Spokesperson Sami Abu Zuhri said in a statement that Hamas had been "surprised" by the about-turn from South African judge Richard Goldstone, who said that information he had received since the report had been published indicated that Israel had not deliberately targeted civilians, a key charge of the report.
"Hamas is surprised ... by the position in which he retracted some parts of his report and supported the Israeli narrative," the statement said, recalling that Hamas had cooperated with the inquiry, while Israel had not.
"Hamas calls on the United Nations to enforce the provisions in the Goldstone report because it had become an international document," the statement said.
It said Goldstone did not now have the right to come and change the findings.
"It is not Goldstone's private property, as a team of international judges as well as Goldstone participated in developing it - apart from the fact that it relies on a number of documents and eyewitness testimony which increases the report's strength and credibility."
Goldstone said on Saturday that his assessment had also been changed by the fact that whereas Israel had thoroughly investigated the concerns raised by his panel, Hamas had not.

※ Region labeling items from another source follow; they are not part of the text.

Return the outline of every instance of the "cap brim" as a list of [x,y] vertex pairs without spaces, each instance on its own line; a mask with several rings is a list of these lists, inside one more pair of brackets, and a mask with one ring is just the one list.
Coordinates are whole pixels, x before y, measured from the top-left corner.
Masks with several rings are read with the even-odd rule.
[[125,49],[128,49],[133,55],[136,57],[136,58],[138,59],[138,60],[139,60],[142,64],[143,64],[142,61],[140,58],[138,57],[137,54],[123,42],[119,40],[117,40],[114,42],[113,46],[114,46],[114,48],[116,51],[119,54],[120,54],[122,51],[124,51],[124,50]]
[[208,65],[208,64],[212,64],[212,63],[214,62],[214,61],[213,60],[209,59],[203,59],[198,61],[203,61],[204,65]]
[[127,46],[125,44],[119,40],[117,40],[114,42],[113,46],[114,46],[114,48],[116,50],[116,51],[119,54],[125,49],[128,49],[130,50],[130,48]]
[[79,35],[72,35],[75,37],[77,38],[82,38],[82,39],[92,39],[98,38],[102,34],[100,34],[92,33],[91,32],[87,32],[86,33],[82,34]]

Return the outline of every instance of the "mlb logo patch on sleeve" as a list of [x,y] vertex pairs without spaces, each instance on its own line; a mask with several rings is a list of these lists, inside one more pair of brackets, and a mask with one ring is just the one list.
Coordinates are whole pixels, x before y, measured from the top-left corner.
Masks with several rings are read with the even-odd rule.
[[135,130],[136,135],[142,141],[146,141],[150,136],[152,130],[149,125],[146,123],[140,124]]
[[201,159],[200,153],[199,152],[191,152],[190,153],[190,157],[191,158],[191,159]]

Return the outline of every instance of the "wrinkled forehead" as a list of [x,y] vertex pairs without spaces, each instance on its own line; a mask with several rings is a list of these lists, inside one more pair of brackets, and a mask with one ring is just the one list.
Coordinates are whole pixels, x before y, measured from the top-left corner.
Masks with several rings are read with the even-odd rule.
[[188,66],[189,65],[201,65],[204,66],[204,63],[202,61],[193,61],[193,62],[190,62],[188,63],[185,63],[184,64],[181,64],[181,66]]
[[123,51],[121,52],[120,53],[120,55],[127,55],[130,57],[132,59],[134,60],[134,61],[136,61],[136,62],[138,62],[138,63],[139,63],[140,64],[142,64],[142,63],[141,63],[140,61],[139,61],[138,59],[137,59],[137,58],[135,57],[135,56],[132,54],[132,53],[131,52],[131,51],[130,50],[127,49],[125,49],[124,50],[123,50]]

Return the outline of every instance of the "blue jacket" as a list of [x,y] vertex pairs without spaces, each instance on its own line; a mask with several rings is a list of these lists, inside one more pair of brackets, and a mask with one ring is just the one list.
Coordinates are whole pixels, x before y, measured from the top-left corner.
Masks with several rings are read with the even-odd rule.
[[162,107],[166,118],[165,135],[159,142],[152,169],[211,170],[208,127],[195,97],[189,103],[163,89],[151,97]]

"If I had known then what I know now, the report would have been a different document," he wrote in a commentary piece in the Washington Post.
The report's findings had set the tone for widespread international condemnation of the Israeli assault on Hamas-ruled Gaza in which more than 1 400 people lost their lives, the vast majority of them Palestinians.
Hamas did not react to Goldstone's assertion that they had not investigated charges against them levelled in the report, which accused Hamas of deliberately targeting civilians with rocket fire.